Gold can Lead to Inflation

As established earlier, the gold import is adversely proportional to the value of fiat currencies. But importing gold can also lead to inflation in the country. If the central bank of a country imports gold, it influences the demand and supply of fiat currency in the country. This is because central banks print additional fiat currency to purchase gold from other countries. This would lead to a surplus supply of currency, causing inflation in the country. For example, if the Reserve Bank of India imports gold, then it will result in inflation in India.

Gold Hedges Inflation

While gold imports by a country’s central bank can cause inflation, purchase of gold by investors is a solution to hedge inflation. Investors prefer to buy gold at the time of inflation. This is because gold is considered more stable and retains value much better than fiat currencies. Since gold cannot be diluted, there is an increase in its demand during inflation even though the supply remains limited. Thus, people with more gold have a better chance of dealing with inflation and feeble fiat currency. As a result, greater demand for the yellow metal and an unbelievable increase in the gold rate today can suggest a feeble fiat currency on the world market and uncertainty of the future economic stability.

Gold Helps to Measure Fiat Currency’s Value

Gold does not always adversely impacts the value of a fiat currency. Every time there is an increase in gold prices does not mean that the value of a country’s currency is declining. An industry that uses gold for production can create an increase in its demand leading to a rise in the gold rate today. However, this has no correlation with the value of a country’s currency and can happen even when the fiat currency’s value is at a high.

For instance, if there is an increase in the demand for gold by the jewellery manufacturing industry in southern India, it does not mean a lower value of Indian rupee even though it resulted in the rise of gold rate in Kerala. It can happen even when the Indian rupee is at a higher value. Thus, all aspects relating to gold rate today needs to be analyzed before establishing a direct or inverse relationship with the country’s currency.

How Gold Impacts US Dollar?

The relationship between gold and the US Dollar is very old. However, the gold rate today is inversely proportional to the value of the US Dollar. An increase in the value of the US Dollar will lead to a decline in the prices of gold. Similarly, if there is an increase in the gold rate today, it will suggest a fall in the value of the US Dollar. The appreciation and depreciation in the value of US dollar help ascertain the value of the currency of other countries.

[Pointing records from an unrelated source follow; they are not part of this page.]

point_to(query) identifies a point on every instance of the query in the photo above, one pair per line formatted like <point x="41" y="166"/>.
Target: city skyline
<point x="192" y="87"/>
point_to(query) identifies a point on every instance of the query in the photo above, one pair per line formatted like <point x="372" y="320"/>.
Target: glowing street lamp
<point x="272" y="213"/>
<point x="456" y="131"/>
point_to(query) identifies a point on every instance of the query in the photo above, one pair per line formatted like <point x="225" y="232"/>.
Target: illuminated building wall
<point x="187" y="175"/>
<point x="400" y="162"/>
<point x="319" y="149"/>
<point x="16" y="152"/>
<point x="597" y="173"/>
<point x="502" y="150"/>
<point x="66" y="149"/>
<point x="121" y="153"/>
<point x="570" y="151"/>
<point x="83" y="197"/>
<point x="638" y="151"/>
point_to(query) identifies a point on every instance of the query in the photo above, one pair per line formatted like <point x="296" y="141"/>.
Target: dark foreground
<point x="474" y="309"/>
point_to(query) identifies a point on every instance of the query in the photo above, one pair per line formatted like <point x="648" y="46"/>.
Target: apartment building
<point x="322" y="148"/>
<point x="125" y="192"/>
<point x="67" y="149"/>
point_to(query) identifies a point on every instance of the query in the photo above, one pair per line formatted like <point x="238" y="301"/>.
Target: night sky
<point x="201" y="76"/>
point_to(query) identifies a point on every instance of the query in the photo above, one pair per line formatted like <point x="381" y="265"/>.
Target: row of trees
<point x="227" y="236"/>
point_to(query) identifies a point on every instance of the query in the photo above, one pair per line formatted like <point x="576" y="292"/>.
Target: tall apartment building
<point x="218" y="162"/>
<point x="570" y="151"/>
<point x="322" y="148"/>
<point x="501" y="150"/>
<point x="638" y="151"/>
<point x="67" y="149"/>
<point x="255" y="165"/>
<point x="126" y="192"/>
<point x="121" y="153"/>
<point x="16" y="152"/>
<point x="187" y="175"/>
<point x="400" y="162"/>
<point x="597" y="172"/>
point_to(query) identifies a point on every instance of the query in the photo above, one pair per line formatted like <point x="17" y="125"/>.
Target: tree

How Does the US Dollar Determine the Value of Indian Rupee?

The value of Indian rupee is determined in accordance with the demand and supply of the US Dollar. If there is an increase in the demand for the US dollar in the forex market, the value of the dollar against Indian rupee will appreciate. This happens when India imports more items from the US than the number of items exported from India. The importers exchange Indian rupees for the US dollar, increasing the demand for the US dollar. Thus, the value of the US dollar appreciates against the Indian rupee. Similarly, if the US dollars are exchanged for Indian rupees to buy products from Indian exporters, the value of Indian rupee will appreciate and the dollar will depreciate.

The Last Words

Gold has a substantial impact on the value of a country’s currency even though the practice of gold standards is long gone. The imports and exports of gold along with inflation heavily affect the value of a nation’s currency. The gold rate today determines the value of the US dollar, which helps to establish the value of other nations’ currency, including India. No wonder gold is considered a precious commodity as well as an investment.